RT France : Hillary Clinton n'a pas été interrogée au sujet des scandales concernant la Clinton foundation. Selon vous d'autres thématiques importantes ont-elles été absentes du débat ?
Le parti pris de Holt était flagrant
Diana Johnstone (D.J.) : Les thématiques potentiellement les plus embarrassantes pour la candidate démocrate étaient absentes pour deux raisons. Le modérateur était clairement du côté de Clinton, et ses questions lui étaient favorables. Deuxième raison : Trump lui-même n’a guère essayé d’exploiter les thématiques qui aurait mis Clinton sur la défensive. Il s’est même trouvé sur la défensive au sujet de ses pratiques d’homme d’affaires. Le modérateur hostile, Lester Holt, a essayé avec insistance de coincer Trump sur la question, plutôt dépassée et insignifiante, de ses supposées doutes quant à la nationalité d’Obama. Bizarrement, Holt a formulé la question de sécurité nationale en termes de «cyberwar», ce qui offrait l’occasion à Hillary Clinton de centrer le débat sur le supposé danger d’une Russie accusée sans preuve d’intrusions dans les messageries de son parti. Trump a tout de même répondu, mais pas assez agressivement. Il est vrai qu’il était souvent coupé par le modérateur. Le parti pris de Holt était flagrant, mais son ascendance mixte le protégeait de critiques, qui aurait été qualifiées de «racistes».
RT France : Donald Trump a-t-il été fidèle à lui-même? Il a semblé, ici et là, faire preuve d'une réserve inhabituelle face à sa rivale ?
D.J. : Trump a montré qu’il n’est pas le dernier avatar de Hitler, ce qui a pu être son objectif principal, vu l’énorme campagne de dénigrement dont il est l’objet. Il était courtois, appelant sa rivale comme «Madame la Secrétaire», tandis qu’elle s’adressait à lui par son prénom avec un dédain peu déguisé. Par sa retenue, il voulait sans doute éviter de valider les accusations de misogynie dont il est l'objet. Accusations que Hillary n’a tout de même pas manqué de proférer.
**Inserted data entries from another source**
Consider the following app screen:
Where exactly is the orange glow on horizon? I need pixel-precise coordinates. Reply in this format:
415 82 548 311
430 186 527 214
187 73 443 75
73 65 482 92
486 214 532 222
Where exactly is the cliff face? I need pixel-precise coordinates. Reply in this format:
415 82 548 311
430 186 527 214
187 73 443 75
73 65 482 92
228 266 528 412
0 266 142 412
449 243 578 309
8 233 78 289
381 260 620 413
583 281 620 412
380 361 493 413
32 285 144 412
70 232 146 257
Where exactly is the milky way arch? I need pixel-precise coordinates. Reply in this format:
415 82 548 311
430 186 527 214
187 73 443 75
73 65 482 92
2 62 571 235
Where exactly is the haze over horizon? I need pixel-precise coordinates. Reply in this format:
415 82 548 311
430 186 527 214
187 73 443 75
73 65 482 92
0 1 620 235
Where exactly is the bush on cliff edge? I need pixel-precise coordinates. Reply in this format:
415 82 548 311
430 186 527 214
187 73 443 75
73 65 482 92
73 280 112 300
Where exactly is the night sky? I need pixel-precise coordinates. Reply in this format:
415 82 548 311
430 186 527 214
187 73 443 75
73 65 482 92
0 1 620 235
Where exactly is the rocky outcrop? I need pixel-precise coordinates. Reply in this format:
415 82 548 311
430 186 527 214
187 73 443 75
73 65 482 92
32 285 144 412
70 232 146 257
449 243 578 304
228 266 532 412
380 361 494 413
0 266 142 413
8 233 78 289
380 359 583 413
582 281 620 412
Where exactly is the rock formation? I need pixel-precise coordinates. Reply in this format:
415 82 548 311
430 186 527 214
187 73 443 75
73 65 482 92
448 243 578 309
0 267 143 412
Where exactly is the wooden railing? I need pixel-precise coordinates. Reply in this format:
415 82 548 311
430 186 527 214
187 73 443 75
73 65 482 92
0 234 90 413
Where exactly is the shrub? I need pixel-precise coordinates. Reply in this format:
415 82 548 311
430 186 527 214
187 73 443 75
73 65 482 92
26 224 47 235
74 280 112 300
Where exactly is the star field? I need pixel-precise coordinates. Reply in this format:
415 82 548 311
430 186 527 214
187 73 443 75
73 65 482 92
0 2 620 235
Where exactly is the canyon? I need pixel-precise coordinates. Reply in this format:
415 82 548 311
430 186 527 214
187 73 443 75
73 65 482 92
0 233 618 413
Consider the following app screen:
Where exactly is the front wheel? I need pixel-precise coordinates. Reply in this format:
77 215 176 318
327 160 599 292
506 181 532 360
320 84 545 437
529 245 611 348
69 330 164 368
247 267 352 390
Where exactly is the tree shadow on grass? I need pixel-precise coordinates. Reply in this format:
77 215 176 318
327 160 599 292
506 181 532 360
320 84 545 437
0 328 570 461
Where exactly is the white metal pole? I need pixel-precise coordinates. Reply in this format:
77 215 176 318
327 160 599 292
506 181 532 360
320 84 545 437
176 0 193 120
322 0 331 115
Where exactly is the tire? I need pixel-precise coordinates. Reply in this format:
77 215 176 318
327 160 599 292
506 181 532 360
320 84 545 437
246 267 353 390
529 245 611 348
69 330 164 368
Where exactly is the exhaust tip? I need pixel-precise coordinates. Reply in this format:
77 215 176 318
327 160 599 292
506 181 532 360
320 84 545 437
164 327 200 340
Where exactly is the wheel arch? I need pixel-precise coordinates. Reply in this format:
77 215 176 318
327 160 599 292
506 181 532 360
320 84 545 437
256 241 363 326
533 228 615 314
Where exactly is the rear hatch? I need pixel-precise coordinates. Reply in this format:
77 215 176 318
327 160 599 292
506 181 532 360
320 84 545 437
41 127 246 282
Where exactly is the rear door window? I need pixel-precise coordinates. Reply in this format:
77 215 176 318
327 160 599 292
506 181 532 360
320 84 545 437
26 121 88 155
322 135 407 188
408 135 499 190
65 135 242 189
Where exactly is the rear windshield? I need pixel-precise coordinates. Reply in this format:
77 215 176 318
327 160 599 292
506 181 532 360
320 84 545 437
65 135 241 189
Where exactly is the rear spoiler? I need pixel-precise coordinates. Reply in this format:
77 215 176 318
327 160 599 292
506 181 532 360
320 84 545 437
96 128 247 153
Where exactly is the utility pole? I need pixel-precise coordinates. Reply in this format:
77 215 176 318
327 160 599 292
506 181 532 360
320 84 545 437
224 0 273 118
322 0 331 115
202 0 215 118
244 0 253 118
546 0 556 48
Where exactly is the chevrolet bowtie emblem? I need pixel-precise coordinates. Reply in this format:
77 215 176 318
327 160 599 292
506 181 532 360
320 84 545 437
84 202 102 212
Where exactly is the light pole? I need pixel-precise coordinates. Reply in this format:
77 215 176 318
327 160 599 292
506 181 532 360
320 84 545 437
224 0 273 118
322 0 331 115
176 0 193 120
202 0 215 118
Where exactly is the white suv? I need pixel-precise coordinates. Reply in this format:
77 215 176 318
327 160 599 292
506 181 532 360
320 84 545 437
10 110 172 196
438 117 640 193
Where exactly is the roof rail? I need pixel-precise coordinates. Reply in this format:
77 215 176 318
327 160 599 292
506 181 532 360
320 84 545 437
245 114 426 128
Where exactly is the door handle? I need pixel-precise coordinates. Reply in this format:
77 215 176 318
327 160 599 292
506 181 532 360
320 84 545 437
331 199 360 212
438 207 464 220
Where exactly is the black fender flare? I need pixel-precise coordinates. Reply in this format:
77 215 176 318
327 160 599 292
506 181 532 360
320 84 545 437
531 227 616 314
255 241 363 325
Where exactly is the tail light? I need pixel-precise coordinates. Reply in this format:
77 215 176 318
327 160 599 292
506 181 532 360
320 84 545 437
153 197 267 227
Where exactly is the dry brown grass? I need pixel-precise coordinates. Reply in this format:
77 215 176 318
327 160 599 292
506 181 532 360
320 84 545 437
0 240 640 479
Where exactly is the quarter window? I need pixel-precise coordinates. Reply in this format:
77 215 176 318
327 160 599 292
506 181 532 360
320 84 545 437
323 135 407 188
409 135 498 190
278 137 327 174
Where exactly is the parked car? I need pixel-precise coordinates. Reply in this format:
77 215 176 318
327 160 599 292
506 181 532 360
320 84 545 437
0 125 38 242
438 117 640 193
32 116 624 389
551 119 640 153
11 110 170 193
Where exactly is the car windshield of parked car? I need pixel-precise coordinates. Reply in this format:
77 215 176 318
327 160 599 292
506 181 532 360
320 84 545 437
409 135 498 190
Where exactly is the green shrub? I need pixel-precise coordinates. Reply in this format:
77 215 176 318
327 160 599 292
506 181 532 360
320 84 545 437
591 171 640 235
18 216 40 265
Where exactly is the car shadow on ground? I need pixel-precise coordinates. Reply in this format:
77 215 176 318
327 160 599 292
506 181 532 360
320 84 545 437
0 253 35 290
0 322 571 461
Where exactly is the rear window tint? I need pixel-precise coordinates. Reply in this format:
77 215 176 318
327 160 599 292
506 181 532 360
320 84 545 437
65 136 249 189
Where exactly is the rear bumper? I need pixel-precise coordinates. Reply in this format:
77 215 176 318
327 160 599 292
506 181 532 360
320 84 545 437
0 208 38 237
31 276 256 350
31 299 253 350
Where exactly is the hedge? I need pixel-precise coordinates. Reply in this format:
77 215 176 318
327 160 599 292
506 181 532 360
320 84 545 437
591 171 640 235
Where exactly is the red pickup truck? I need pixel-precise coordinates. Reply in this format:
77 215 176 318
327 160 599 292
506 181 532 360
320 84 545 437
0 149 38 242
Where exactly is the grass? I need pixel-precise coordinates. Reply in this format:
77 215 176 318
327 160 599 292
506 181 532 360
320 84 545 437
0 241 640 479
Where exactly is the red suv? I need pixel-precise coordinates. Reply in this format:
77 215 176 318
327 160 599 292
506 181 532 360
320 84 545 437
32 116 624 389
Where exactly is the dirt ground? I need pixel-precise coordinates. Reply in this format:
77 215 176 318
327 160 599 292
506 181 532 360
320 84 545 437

Trump est mal placé pour exposer les méfaits de Hillary Clinton
RT France : Quels sont les thèmes sur lesquels Trump aurait pu insister un peu plus pour mettre Clinton en difficulté?
D.J. : La Fondation Clinton, évidemment. Les assassinats de Benghazi. Les liens des Clinton avec Wall Street. La responsabilité de la présidence de son mari pour la crise de 2008, en particulier par l’annulation de la loi Glass-Steagall. Au contraire, Trump vantait sa propre volonté de dérégulation. Trump est visiblement mal à l’aise avec certains thèmes délicats parce que ses propres positions ne sont pas sans reproche. Je pense surtout à la destruction de la Libye ; c’est le plus grand crime d'Hillary Clinton, mais malheureusement Trump était aussi d’accord avec le projet de renverser Kaddafi. Le malheur veut que Trump est mal placé pour exposer les méfaits de Hillary Clinton, car il n’en est lui-même pas suffisamment éloigné. Enfin, le public s’intéresse très peu à la politique internationale. Il suffit de craindre «les menaces».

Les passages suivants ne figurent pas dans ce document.